US stocks continue to attract growth investors despite concerns over market volatility and steep valuations. The S&P 500 tracker has delivered a sterling total return of around 28% in the first 11 months of 2024, but active funds have outperformed, taking alternative approaches to investing.
Several US mega-cap stocks dominate the market, with Apple, Microsoft, Amazon, Alphabet, Meta, Nvidia, and Tesla accounting for nearly a third of the S&P 500 ETF. However, diversification is crucial, as these large-cap names can be vulnerable to trade wars, AI-related risks, or pullbacks.
Small-cap stocks and US banks have been lagging the large-cap S&P 500 index but may benefit from a stable US economy under President Trump’s pro-business agenda.
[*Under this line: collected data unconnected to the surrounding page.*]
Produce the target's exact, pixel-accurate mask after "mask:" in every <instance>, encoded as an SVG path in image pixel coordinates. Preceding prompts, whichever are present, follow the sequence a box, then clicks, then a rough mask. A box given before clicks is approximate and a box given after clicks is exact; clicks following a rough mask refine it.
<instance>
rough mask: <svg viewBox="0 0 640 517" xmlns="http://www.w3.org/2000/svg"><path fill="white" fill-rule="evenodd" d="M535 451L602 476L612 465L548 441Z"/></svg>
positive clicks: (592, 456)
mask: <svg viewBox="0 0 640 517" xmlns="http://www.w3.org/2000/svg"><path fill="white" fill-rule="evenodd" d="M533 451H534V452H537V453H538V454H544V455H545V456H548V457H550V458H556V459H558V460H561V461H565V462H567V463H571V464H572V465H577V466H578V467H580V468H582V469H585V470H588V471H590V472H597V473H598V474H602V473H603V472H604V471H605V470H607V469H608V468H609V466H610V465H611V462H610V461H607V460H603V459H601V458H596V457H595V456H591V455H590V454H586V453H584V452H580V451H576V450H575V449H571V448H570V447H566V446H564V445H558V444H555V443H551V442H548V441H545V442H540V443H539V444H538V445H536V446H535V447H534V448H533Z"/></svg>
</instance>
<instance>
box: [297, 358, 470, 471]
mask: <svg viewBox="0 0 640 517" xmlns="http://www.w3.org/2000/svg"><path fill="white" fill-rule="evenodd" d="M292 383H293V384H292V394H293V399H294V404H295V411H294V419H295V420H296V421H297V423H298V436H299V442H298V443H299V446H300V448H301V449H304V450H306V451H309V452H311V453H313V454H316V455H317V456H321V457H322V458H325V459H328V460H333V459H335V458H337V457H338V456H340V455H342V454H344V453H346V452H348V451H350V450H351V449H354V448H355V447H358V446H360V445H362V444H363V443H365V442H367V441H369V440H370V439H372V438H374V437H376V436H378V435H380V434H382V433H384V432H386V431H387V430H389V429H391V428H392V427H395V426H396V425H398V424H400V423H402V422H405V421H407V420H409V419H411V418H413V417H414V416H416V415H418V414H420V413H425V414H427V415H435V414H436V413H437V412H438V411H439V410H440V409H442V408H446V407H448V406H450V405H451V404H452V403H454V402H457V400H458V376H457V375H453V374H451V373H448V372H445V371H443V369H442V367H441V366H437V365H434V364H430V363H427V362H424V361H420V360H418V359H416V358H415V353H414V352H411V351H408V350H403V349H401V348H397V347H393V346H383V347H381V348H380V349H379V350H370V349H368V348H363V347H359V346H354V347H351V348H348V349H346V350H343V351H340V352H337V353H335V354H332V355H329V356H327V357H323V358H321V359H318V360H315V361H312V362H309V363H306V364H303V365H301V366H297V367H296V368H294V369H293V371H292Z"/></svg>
Debt costs are expected to ease, and domestic-focused policies could boost small businesses.
Some standout active funds focus on growth, with Baillie Gifford US Growth outperforming peers despite its high volatility in recent years. Other notable funds include JPMorgan American, which has a significant allocation to the Magnificent Seven, and Brown Advisory US Smaller Companies, which sits in our Top 50 Funds best-buy list.
Investors should consider diversified portfolios, as market fluctuations can lead to significant gains or losses. With the US economy on stable ground, it’s essential to weigh the risks and benefits of investing in different sectors and asset classes.